Anayasaya Aykırı Müsteşarlık 14/05/2009
Bu Müsteşarlık; güvenlik kuruluşları ile ilgili diğer bakanlık, kurum ve kuruluşlar arasında terörle mücadelede gerekli koordinasyonu sağlayacak, bu alandaki politika ve stratejilerin belirlenmesine yönelik çalışmalar yapacak, bu amaçla istihbaratı tek elde toplayarak değerlendirecek ve ilgili birimlere gönderecektir.

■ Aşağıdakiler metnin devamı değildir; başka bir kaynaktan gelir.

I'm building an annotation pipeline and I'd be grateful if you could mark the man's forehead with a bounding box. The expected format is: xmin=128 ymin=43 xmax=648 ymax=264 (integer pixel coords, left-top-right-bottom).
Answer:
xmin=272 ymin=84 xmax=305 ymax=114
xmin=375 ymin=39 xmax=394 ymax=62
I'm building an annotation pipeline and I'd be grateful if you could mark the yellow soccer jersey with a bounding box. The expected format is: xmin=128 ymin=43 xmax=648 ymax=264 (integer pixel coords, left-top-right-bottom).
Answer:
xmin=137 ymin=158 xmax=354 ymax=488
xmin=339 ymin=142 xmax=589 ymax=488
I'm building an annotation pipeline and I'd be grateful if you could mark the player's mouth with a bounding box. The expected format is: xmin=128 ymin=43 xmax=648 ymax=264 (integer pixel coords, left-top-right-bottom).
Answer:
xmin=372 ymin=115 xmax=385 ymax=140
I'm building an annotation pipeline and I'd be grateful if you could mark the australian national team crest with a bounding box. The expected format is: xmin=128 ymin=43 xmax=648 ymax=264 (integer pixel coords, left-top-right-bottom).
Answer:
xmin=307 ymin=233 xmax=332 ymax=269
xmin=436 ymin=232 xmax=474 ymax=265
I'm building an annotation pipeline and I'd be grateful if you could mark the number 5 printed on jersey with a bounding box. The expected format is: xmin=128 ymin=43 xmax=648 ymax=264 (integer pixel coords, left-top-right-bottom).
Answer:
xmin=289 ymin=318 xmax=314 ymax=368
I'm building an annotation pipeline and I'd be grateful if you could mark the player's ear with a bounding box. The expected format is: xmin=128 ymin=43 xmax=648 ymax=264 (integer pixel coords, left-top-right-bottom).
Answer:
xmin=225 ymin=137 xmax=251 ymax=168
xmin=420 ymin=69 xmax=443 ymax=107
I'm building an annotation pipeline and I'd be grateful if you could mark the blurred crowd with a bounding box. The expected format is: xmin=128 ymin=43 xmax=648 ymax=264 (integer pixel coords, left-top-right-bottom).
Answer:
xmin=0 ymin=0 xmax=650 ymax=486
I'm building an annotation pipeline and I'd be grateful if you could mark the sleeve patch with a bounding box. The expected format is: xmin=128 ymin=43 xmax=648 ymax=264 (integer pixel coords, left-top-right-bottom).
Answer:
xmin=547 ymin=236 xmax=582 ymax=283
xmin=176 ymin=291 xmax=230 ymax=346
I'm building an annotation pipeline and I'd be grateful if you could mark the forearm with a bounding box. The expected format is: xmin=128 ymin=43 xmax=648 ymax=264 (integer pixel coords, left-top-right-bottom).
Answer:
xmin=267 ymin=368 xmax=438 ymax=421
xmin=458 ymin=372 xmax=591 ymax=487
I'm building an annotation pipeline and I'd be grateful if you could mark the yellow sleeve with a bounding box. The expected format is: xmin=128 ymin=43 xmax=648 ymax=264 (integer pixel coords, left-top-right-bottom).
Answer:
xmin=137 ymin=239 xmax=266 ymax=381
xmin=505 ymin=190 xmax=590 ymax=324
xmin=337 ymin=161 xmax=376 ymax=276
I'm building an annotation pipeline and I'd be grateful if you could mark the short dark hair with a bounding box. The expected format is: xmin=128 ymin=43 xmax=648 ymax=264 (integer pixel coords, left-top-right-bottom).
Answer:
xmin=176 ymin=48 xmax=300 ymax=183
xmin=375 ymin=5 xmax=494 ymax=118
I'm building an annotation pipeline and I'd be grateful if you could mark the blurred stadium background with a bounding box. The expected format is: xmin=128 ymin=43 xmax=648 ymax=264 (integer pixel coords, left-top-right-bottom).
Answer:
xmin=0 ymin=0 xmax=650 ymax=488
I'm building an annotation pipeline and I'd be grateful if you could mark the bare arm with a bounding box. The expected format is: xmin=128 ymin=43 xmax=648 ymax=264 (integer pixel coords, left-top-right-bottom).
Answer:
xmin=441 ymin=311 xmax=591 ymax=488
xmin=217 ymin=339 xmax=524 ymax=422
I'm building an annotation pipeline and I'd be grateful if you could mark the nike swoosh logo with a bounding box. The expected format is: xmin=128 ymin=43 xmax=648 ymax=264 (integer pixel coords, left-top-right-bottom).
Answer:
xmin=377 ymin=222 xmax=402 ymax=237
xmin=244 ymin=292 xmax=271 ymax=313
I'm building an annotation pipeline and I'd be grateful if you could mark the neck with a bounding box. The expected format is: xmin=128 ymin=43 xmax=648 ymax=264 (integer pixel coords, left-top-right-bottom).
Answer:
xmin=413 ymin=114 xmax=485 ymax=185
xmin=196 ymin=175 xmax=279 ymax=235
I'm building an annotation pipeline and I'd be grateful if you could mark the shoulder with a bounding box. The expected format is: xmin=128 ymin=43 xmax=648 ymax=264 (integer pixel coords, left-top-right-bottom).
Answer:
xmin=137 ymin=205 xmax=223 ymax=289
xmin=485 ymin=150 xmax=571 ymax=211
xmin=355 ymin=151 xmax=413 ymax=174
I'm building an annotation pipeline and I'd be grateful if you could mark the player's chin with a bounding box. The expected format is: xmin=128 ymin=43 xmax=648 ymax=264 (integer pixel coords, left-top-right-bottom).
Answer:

Ayrıca güvenlik kuruluşlarına ve ilgili kurumlara stratejik bilgi desteği sağlayacak, uluslar arası gelişmeleri Dışişleri Bakanlığı ve ilgili kurumlarla işbirliği içinde inceleyecek ve değerlendirecek, inceleme ve denetleme yapacak veya yaptıracaktır.
Müsteşarlık bu görevleri yapabilmek ve bu konudaki yetkilerini kullanabilmek üzere; Genelkurmay Başkanlığı, Dışişleri Bakanlığı, MİT Müsteşarlığı, Jandarma Genel Komutanlığı ve Emniyet Genel Müdürlüğünden her türlü istihbari bilgi ve belgeleri alacaktır. Bakanlık kurum ve kuruluşlar Müsteşarlığın bilgi ve belge isteklerini yerine getirmekle yükümlü olacaklar ve istekler Kanun daki ifadesiyle gecikmeksizin yerine getirilecektir.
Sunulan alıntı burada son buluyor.